Sunday, September 30, 2007

Demythifying Stonewall

The 1969 riots at the Stonewall Inn hold a thoroughly mythic place in the popular conception of GLBT history. Many timelines and web pages covering the gay rights movement start at 1969 or mark the riots as the beginning of any GLBT movement. This version of the Stonewall story, while convenient as a “starting point,” gives the impression that before the event, there was no gay activism, no gay community, and gay people were either nonexistent or in the closet. And while the image of a bunch of queer folks popping up out of nowhere and beating up cops may be the subject of only my most wonderful dreams, it doesn't do justice to the reality of GLBT life up to the riots.

Where Duberman’s “Stonewall” goes right is in its contextualizing of Stonewall.
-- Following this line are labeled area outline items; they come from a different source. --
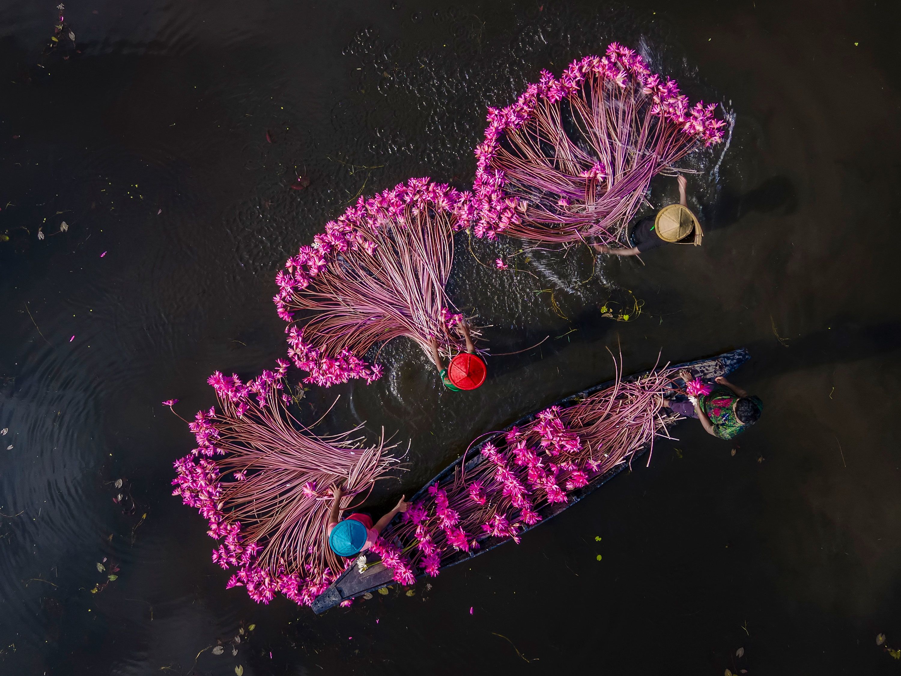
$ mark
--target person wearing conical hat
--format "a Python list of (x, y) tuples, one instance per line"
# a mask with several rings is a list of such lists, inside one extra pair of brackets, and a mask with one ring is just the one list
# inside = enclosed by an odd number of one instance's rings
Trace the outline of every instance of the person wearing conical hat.
[(343, 495), (344, 491), (337, 485), (332, 487), (332, 507), (329, 509), (325, 537), (332, 551), (346, 558), (356, 556), (371, 547), (378, 539), (382, 529), (391, 523), (391, 519), (398, 512), (405, 512), (410, 507), (409, 502), (404, 501), (406, 496), (401, 496), (397, 506), (375, 524), (372, 523), (372, 516), (359, 512), (341, 519), (341, 498)]
[(639, 221), (629, 233), (629, 242), (632, 244), (629, 249), (614, 249), (604, 244), (595, 244), (595, 249), (601, 253), (612, 253), (614, 256), (637, 256), (668, 242), (687, 244), (690, 242), (687, 238), (692, 233), (695, 235), (693, 243), (700, 246), (704, 233), (701, 224), (688, 208), (688, 199), (685, 194), (687, 181), (681, 175), (678, 180), (679, 203), (664, 206), (656, 215)]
We see gay life in the 60’s, the multitude of ideas and attitudes towards queer life and the advancement of GLBT equality and rights. We see the influence of other 60s social movements, as well as the significant ways in which the categories and dichotomies of 60s movements got confused when applied to the GLBT community—after all, clean-cut Foster’s conception of coming out as a political means toward an end was vanguardist in ways that Abbie Hoffman acolyte Jim would never dream of. We see Craig, relentlessly assertive of his own rights, working with the famously assimilationist Mattachine. More than anything else, we see a cast of characters struggling to find their place in both a movement and in society, and achieving variant levels of success. There are those who find it easy to be on the “inside” of the homophile movement, like Foster, and, to a lesser extent, Craig, and then those who exist outside of the movement, like Yvonne and Jim. There is no sense of waiting, no sense of a looming event bound to happen and to change all of their lives together. In fact, it was not Stonewall itself that changed GLBT life forever, as it is thought to have—rather, it is how the members of the community related to the event, and that the decision was made to commemorate it one year later in what is now the most emblematic yearly event of queer communities worldwide, the Pride Parade.

Side note: why on earth did the discourse of “liberation” have to go out of style after the 70s (excepting for radical environmental groups like ALF and ELF)? Seriously, names like the Human Rights Campaign make me want to fall asleep. National Gay and Lesbian Task Force is a little bit better (and named earlier, surprise surprise) just because the Task Force bit makes it sound like it could be a paramilitary organization. But come on, I would’ve loved to join the Gay Liberation Front. Who doesn’t want to be liberated?